Die Bewertungszahlag
Die Bewertungszahl eines Bausparvertrages errechnet sich aus den Sparbeiträgen, den gutgeschriebenen Zinsen und der Laufzeit eines Vertrages. Auf die Zuteilung besteht, zum Beispiel bei mangelnder Bonität des Bausparers, kein Rechtsanspruch.
Der Bewertungsstichtag
Bewertungsstichtage sind festgelegte Termine, an denen die für jeden Bausparvertrag individuellen Bewertungszahlen ermittelt werden.
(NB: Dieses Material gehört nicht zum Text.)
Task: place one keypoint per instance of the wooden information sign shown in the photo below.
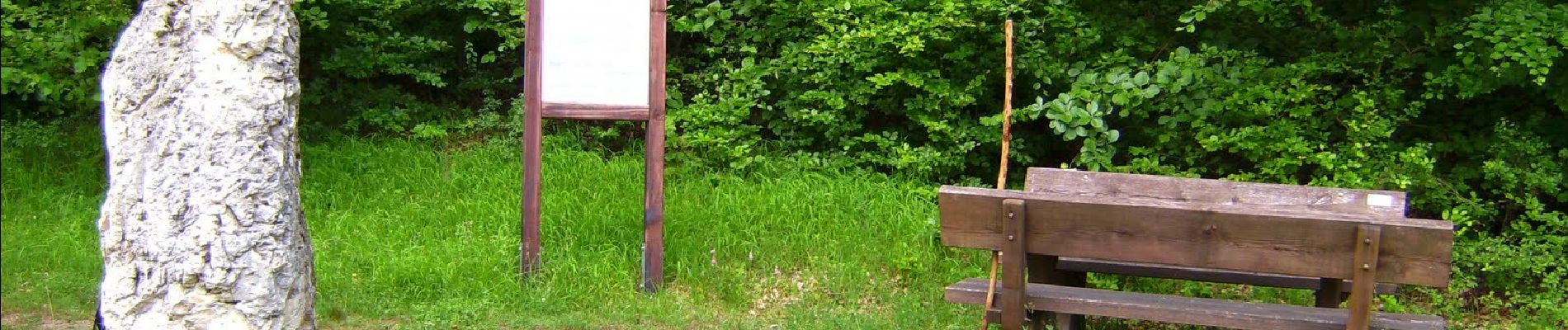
(596, 59)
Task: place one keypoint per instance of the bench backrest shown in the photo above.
(1205, 224)
(1285, 197)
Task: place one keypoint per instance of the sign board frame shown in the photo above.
(653, 113)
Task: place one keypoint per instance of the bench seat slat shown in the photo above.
(1186, 310)
(1198, 274)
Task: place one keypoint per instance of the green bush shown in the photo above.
(1456, 102)
(52, 55)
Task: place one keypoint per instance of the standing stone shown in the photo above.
(201, 225)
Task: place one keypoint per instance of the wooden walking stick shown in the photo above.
(1001, 174)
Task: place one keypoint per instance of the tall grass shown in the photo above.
(414, 237)
(409, 235)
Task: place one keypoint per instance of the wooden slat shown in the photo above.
(1205, 191)
(1045, 270)
(1217, 276)
(1188, 310)
(595, 111)
(1217, 237)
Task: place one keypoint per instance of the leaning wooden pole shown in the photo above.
(1001, 172)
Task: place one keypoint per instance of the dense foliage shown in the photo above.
(1456, 102)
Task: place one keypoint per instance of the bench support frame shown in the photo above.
(1367, 239)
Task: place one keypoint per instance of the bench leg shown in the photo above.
(1329, 293)
(1013, 265)
(1043, 270)
(1367, 239)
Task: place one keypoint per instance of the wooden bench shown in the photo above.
(1330, 291)
(1273, 235)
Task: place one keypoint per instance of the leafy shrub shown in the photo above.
(52, 55)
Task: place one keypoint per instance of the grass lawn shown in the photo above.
(414, 237)
(411, 237)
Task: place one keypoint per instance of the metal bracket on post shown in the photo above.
(1015, 252)
(1364, 277)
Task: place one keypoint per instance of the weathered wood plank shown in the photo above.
(1202, 191)
(595, 111)
(1217, 276)
(654, 152)
(1188, 310)
(1303, 243)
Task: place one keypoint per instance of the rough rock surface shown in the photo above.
(201, 225)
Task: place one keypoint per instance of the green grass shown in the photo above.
(414, 237)
(411, 237)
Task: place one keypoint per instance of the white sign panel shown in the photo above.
(595, 52)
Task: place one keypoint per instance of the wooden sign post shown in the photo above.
(596, 59)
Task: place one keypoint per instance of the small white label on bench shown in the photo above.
(1380, 200)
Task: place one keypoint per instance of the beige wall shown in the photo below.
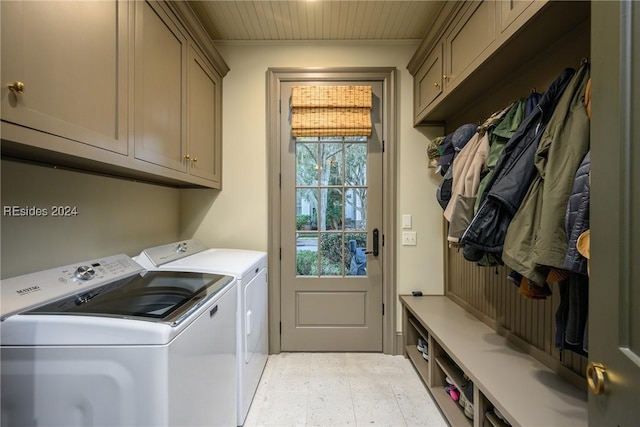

Bei privaten Bausparkassen sind das meist der 31. März und der 30. September. Einige Bausparverträge beinhalten auch monatliche Bewertungsstichtage.
Der Effektivzins
Der Effektivzins ist der Zinssatz, der den realen Ertrag oder tatsächlichen Aufwand für einen Baukredit angibt. Gewöhnlich ist er höher als der Nominalzins, da zusätzliche Kostenbestandteile eingerechnet werden. Der Effektivzins einer Finanzierung muss laut Preisangabenverordnung (PAngV) sofort erkennbar sein.
Die Absicherung
Zur Absicherung eines Bausparlehens wird gewöhnlich eine Risiko-Lebensversicherung abgeschlossen, oder eine bereits bestehende Risiko-Lebensversicherung wird abgetreten.
Die Weitergabe
Eine Weitergabe des Anspruches auf das zinsfeste Darlehen aus einem Bausparvertrag heraus ist möglich. Der Bausparer kann den Anspruch, sofern er seinen Vertrag nicht selbst zur Finanzierung von Wohneigentum verwenden will, innerhalb des Verwandtenkreises weitergeben – an Ehegatten, Verlobte, Kinder sowie an weitere Verwandte und Verschwägerte in gerader Linie.